To delete a record, use the following command:

```plaintext
DELETE FROM <ns>[.<set>] WHERE PK=<key>
```

The command contains the following arguments:

-   `<ns>` : Namespace for the record.
-   `<set>` : Name of the set for the record.
-   `<key>` : Record’s primary key.

Example: Delete a record

```text
DELETE FROM test.testset WHERE PK='xyz'
```

## EXPLAIN SELECT

To look at the details of a specific record, use the following command. You must use the primary key of the record:

Example: View specific records

```text
EXPLAIN SELECT * FROM namespaceName.setName WHERE PK=valueOfPrimaryKey
```

Results for the `valueOfPrimaryKey` object are displayed as a table by default.

To display results in JSON format, you must set the output mode:

```plaintext
SET OUTPUT JSON

OUTPUT = JSON
```

For other allowable values, enter `HELP SET`.

You can also specify `outputmode = 'outputType'` in your configuration file.

## SELECT \* FROM

To query all records from a specific namespace and set, use the following primary index (PI) query:

```plaintext
SELECT * FROM <ns>[.<set>]
```

The command contains the following arguments:

-   `<ns>` : Namespace.
-   `<set>` : Name of the set.

Example: Output for a query of all records in a set

```text
SELECT * FROM users.profiles

+---------------------------+-----+--------+

| name                      | age | gender |

+---------------------------+-----+--------+

| "Bob White"               | 22  | "M"    |

| "Annie Black"             | 28  | "F"    |

| "Sally Green"             | 19  | "F"    |

| "Ricky Brown"             | 20  | "M"    |

| "Tammy Argent"            | 22  | "F"    |

+---------------------------+-----+--------+

5 rows in set (0.000 secs)
```

::: note
Starting with Tools 3.8.2, `SELECT *` prints the primary key of a record in a column ‘PK’ if it was sent to the server when the record was written.
:::

## SELECT < bin >

To query project-specific bins using a primary index query against all records in a specific namespace and set, enter the following:

```plaintext
SELECT <bin>[, <bin>[, ...]] FROM <ns>[.<set>]
```

The command contains the following arguments:

-   `<ns>` : Namespace.
-   `<set>` : Name of the set.
-   `<bin>` : Indicates whether one or more bins are returned from the records.

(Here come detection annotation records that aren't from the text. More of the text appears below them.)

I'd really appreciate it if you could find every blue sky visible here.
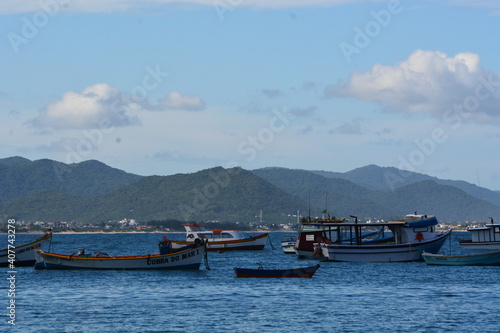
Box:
[0,0,500,190]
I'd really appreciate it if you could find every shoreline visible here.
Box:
[0,230,296,235]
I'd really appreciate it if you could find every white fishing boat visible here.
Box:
[319,213,451,262]
[281,236,297,254]
[459,217,500,250]
[171,224,269,251]
[0,232,52,267]
[35,241,206,270]
[294,218,393,260]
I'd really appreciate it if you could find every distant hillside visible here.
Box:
[0,167,305,223]
[313,164,500,206]
[0,157,500,223]
[253,168,500,221]
[0,157,142,202]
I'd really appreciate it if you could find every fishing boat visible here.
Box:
[294,214,393,260]
[35,237,208,270]
[171,224,269,251]
[319,213,451,262]
[459,217,500,250]
[0,232,52,267]
[281,236,297,254]
[234,264,319,278]
[422,250,500,266]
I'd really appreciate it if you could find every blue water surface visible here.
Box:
[0,233,500,333]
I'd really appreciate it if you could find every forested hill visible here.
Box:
[0,156,142,202]
[0,157,500,223]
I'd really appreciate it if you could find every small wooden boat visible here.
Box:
[281,236,297,254]
[171,224,268,251]
[35,242,208,270]
[234,264,319,278]
[422,250,500,266]
[0,232,52,267]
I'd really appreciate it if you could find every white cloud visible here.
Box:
[28,83,205,129]
[325,50,500,121]
[30,83,138,129]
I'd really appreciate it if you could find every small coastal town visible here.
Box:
[0,218,488,233]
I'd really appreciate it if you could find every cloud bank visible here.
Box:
[29,83,205,129]
[325,50,500,122]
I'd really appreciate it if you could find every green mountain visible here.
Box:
[0,157,500,223]
[253,167,500,221]
[0,167,304,223]
[0,157,142,202]
[313,164,500,206]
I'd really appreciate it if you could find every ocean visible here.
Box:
[0,232,500,333]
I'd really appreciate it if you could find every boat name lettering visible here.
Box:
[16,245,40,254]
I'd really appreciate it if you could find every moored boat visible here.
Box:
[170,224,269,251]
[294,218,393,260]
[460,217,500,250]
[234,264,319,278]
[422,250,500,266]
[0,232,52,267]
[35,237,206,270]
[281,236,297,254]
[320,213,451,262]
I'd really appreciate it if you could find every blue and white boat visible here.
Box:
[460,217,500,250]
[319,213,451,262]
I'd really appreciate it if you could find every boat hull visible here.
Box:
[35,244,205,270]
[234,265,319,278]
[460,241,500,250]
[422,250,500,266]
[0,232,52,267]
[171,233,269,251]
[321,231,451,263]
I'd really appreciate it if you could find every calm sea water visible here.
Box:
[0,233,500,333]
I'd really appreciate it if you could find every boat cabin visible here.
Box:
[183,224,247,241]
[467,224,500,243]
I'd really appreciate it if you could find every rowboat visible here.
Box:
[460,217,500,250]
[234,264,319,278]
[35,242,208,270]
[170,224,268,251]
[422,250,500,266]
[319,213,451,262]
[0,232,52,267]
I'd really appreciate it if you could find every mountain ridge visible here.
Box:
[0,157,500,223]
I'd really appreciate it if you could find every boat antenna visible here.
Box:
[476,169,483,200]
[203,239,211,271]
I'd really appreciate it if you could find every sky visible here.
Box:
[0,0,500,190]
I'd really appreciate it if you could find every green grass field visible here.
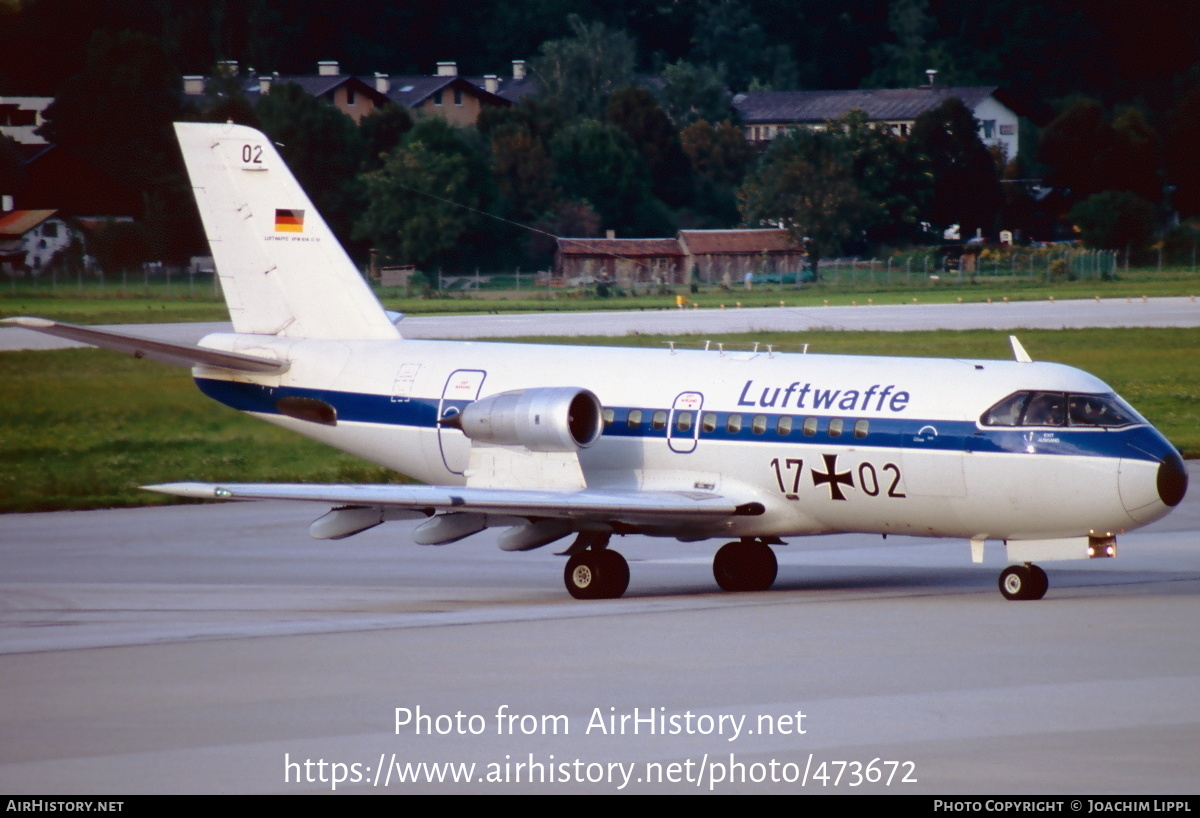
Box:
[0,329,1200,512]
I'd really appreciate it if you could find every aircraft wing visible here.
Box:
[143,482,764,523]
[0,318,289,373]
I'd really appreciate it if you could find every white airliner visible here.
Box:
[7,124,1187,600]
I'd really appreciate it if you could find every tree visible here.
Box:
[88,219,158,272]
[0,133,25,196]
[38,30,182,190]
[661,60,733,128]
[910,97,1000,236]
[551,119,673,235]
[679,120,754,228]
[1165,83,1200,217]
[529,14,636,118]
[738,128,871,273]
[829,110,931,242]
[863,0,954,88]
[359,106,413,170]
[256,83,362,242]
[605,88,691,207]
[529,199,600,264]
[354,140,479,266]
[679,120,754,186]
[692,0,799,91]
[1070,191,1154,251]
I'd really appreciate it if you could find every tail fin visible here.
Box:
[175,122,400,339]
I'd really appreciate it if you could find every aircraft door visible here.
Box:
[667,392,704,455]
[438,369,487,474]
[391,363,421,403]
[900,423,967,497]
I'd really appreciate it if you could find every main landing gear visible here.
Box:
[1000,563,1050,600]
[563,533,629,600]
[713,540,779,591]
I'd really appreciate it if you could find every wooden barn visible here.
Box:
[554,239,688,287]
[678,229,804,285]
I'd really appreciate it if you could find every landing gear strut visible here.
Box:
[563,534,629,600]
[1000,563,1050,600]
[713,540,779,591]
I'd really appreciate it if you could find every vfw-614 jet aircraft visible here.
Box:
[8,124,1187,600]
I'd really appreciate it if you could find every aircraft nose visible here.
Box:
[1158,452,1188,507]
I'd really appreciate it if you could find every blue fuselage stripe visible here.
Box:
[196,378,1172,461]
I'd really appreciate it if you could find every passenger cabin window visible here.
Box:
[979,391,1145,428]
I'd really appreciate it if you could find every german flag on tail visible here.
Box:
[275,207,304,233]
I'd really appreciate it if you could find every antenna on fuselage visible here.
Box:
[1008,335,1033,363]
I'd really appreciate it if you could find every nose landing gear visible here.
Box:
[1000,563,1050,600]
[563,533,629,600]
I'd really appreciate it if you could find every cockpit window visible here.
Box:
[980,392,1030,426]
[1021,392,1067,426]
[979,392,1145,428]
[1067,395,1140,427]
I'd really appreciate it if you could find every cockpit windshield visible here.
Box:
[979,391,1145,428]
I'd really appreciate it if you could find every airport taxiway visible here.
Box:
[0,467,1200,794]
[0,299,1200,795]
[0,296,1200,350]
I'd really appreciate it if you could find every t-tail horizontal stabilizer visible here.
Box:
[0,318,289,374]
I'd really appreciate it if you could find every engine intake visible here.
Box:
[442,386,604,452]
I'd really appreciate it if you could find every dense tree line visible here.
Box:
[7,0,1200,267]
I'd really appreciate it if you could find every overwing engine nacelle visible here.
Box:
[442,386,604,452]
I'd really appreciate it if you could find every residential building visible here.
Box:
[184,60,513,125]
[733,85,1020,157]
[554,229,804,287]
[0,97,54,145]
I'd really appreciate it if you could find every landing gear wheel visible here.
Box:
[1000,565,1050,600]
[1030,563,1050,600]
[563,548,629,600]
[713,541,779,591]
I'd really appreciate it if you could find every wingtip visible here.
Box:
[142,482,224,500]
[0,315,58,330]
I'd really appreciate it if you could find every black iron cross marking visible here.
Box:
[812,455,854,500]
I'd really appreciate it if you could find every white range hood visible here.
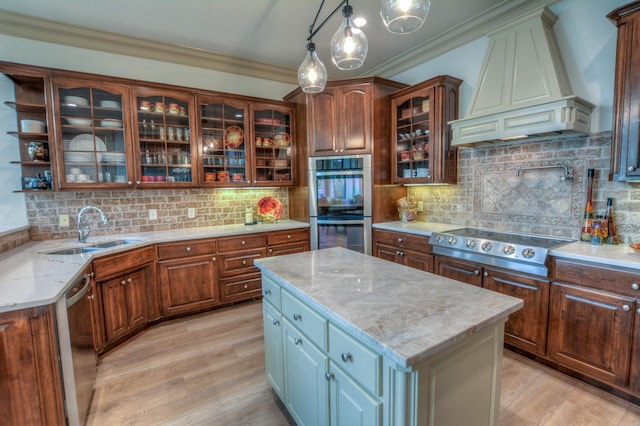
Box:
[449,7,594,146]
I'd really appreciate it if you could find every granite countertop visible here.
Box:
[0,221,309,312]
[373,221,640,270]
[255,247,523,367]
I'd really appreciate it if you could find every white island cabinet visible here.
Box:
[255,247,523,426]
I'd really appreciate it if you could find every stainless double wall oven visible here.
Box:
[309,155,372,254]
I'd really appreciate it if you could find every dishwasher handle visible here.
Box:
[67,274,91,308]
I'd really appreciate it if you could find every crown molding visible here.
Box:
[0,10,298,85]
[367,0,559,78]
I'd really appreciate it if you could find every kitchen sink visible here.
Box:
[44,238,142,255]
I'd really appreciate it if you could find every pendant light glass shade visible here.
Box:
[329,5,369,70]
[298,42,327,93]
[380,0,431,34]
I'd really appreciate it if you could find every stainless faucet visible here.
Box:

Example: Query project-specific bins

```text
SELECT name, age FROM users.profiles

+---------------------------+-----+

| name                      | age |

+---------------------------+-----+

| "Bob White"               | 22  |

| "Annie Black"             | 28  |

| "Sally Green"             | 19  |

| "Ricky Brown"             | 20  |

| "Tammy Argent"            | 22  |

+---------------------------+-----+

5 rows in set (0.000 secs)
```

## SELECT < bin > FROM < ns >

To filter all records in a specific namespace and specific set based on a predicate, enter the following command:

```plaintext
SELECT <bin>[, <bin>[, ...]] FROM <ns>[.<set>] [IN indextype] [WHERE <predicate>] [AND <predicate2>] [LIMIT <limit>]
```

To reduce the number of records returned, use the `LIMIT <limit>` specifier. Use this specifier when you want to return an entire namespace or set. For example:

```plaintext
SELECT * from users.profiles LIMIT 100
```

The index type specifier `IN indextype` is required in case the secondary index is on [LIST](https://aerospike.com/docs/develop/data-types/collections/list), [MAPKEYS](https://aerospike.com/docs/develop/data-types/collections/map), or [MAPVALUES](https://aerospike.com/docs/develop/data-types/collections/map). If not specified, the specifier defaults to a basic index on the bin itself.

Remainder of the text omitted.